El Nino, defined by unusually warm ocean temperatures in the central and eastern equatorial Pacific, produces extreme drought and acute water shortages in some parts of the world and heavy rainfall and flooding in others.
People in the Horn of Africa, southern and eastern Africa, the South Pacific, Central America and South Asia are likely to suffer most from these extreme weather conditions. The WHO said seven countries — Tanzania, Kenya, Chad, Somalia, Nicaragua, Honduras, and Peru — would be at greatest risk.
Rick Brennan, the WHO's director of emergency risk management and humanitarian response, said an El Nino has "a broad range of potential impacts" on human health — "from malnutrition to infectious diseases to disruptions of health services. And, again, it is the most vulnerable, it is the poorest countries, it is the elderly, it is the children that are the most impacted.”
Brennan said drought associated with El Nino can result in high levels of malnutrition and lead to child deaths. He said acute water shortages can disrupt sanitation and hygiene services, causing infections such as diarrheal disease and scabies.

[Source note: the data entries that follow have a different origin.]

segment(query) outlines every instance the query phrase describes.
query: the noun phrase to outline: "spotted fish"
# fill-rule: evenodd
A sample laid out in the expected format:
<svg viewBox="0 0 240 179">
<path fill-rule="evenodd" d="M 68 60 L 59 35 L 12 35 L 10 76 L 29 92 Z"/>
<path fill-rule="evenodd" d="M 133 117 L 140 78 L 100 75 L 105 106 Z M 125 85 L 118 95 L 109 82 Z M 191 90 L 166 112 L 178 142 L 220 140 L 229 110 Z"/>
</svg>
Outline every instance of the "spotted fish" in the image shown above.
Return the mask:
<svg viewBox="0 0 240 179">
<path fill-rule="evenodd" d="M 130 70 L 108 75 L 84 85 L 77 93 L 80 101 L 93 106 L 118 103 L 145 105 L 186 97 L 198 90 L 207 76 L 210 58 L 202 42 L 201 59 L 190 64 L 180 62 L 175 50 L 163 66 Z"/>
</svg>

On the other hand, he said, heavy rains can increase the risk of diseases such as malaria and dengue. He said flooding can kill and injure people as well as damage vital infrastructure.
Brennan said countries can take a number of steps to prepare for an El Nino and limit its health consequences. These include disease control measures, such as vaccinating malnourished children against measles.
He said countries should increase hygiene services to try to control infectious diseases and prevent the spread of malaria, dengue and others. He said surveillance systems to detect disease outbreaks early should be scaled up so quick action can be taken to contain them.